From: "Darrick J. Wong" <djwong@kernel.org>
To: Dave Chinner <david@fromorbit.com>
Cc: Zorro Lang <zlang@redhat.com>,
linux-xfs@vger.kernel.org, fstests@vger.kernel.org,
Carlos Maiolino <carlos@maiolino.me>
Subject: Re: [Bug report][fstests generic/047] Internal error !(flags & XFS_DABUF_MAP_HOLE_OK) at line 2572 of file fs/xfs/libxfs/xfs_da_btree.c. Caller xfs_dabuf_map.constprop.0+0x26c/0x368 [xfs]
Date: Thu, 9 Nov 2023 20:32:56 -0800 [thread overview]
Message-ID: <20231110043256.GI1205143@frogsfrogsfrogs> (raw)

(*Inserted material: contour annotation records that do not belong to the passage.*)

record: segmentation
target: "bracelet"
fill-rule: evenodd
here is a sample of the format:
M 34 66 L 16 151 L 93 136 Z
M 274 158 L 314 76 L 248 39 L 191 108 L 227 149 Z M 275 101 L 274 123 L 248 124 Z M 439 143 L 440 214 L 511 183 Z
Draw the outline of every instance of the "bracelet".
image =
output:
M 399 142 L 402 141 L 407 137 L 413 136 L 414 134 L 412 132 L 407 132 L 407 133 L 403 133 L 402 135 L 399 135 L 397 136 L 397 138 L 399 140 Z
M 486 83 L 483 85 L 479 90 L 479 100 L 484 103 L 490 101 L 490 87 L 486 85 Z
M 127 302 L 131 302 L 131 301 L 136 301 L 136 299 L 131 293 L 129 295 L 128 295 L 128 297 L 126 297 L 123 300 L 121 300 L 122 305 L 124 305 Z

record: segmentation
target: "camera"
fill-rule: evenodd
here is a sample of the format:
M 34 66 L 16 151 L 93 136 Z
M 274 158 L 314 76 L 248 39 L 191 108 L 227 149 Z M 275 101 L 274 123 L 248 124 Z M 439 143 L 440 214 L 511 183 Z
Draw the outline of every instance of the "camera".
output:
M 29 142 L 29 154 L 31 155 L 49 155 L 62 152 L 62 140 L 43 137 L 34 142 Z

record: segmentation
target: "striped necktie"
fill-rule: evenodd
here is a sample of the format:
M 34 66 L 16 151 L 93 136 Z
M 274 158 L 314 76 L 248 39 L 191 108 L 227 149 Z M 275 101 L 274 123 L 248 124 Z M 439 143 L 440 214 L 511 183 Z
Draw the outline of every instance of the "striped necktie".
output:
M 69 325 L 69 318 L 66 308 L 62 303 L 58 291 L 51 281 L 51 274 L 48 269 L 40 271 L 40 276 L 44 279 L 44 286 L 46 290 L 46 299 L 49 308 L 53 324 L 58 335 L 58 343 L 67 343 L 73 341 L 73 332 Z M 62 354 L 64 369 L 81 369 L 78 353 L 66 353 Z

In-Reply-To: <ZU2PhTKqwNEbjK13@dread.disaster.area>
On Fri, Nov 10, 2023 at 01:03:49PM +1100, Dave Chinner wrote:
> On Fri, Nov 10, 2023 at 09:36:51AM +0800, Zorro Lang wrote:
> > The g/047 still fails with this 2nd patch. So I did below steps [1],
> > and get the trace output as [2], those dump_inodes() messages you
> > added have been printed, please check.
>
> And that points me at the bug.
>
> dump_inodes: disk ino 0x83: init nblocks 0x8 nextents 0x0/0x0 anextents 0x0/0x0 v3_pad 0x0 nrext64_pad 0x0 di_flags2 0x18
> dump_inodes: log ino 0x83: init nblocks 0x8 nextents 0x0/0x1 anextents 0x0/0x0 v3_pad 0x1 nrext64_pad 0x0 di_flags2 0x18 big
> ^^^^^^^
> The initial log inode is correct.
>
> dump_inodes: disk ino 0x83: pre nblocks 0x8 nextents 0x0/0x0 anextents 0x0/0x0 v3_pad 0x0 nrext64_pad 0x0 di_flags2 0x18
> dump_inodes: log ino 0x83: pre nblocks 0x8 nextents 0x0/0x0 anextents 0x0/0x0 v3_pad 0x0 nrext64_pad 0x0 di_flags2 0x18 big
> ^^^^^^^
>
> .... but on the second sample, it's been modified and the extent
> count has been zeroed? Huh, that is unexpected - what did that?
>
> Oh.
>
> Can you test the patch below and see if it fixes the issue? Keep
> the first verifier patch I sent, then apply the patch below. You can
> drop the debug traceprintk patch - the patch below should fix it.
>
> -Dave.
> --
> Dave Chinner
> david@fromorbit.com
>
> xfs: recovery should not clear di_flushiter unconditionally
>
> From: Dave Chinner <dchinner@redhat.com>
>
> Because on v3 inodes, di_flushiter doesn't exist. It overlaps with
> zero padding in the inode, except when NREXT64=1 configurations are
> in use and the zero padding is no longer padding but holds the 64
> bit extent counter.
>
> This manifests obviously on big endian platforms (e.g. s390) because
> the log dinode is in host order and the overlap is the LSBs of the
> extent count field. It is not noticed on little endian machines
> because the overlap is at the MSB end of the extent count field and
> we need to get more than 2^^48 extents in the inode before it
> manifests. i.e. the heat death of the universe will occur before we
> see the problem in little endian machines.
>
> This is a zero-day issue for NREXT64=1 configuraitons on big endian
> machines. Fix it by only clearing di_flushiter on v2 inodes during
> recovery.
>
> Fixes: 9b7d16e34bbe ("xfs: Introduce XFS_DIFLAG2_NREXT64 and associated helpers")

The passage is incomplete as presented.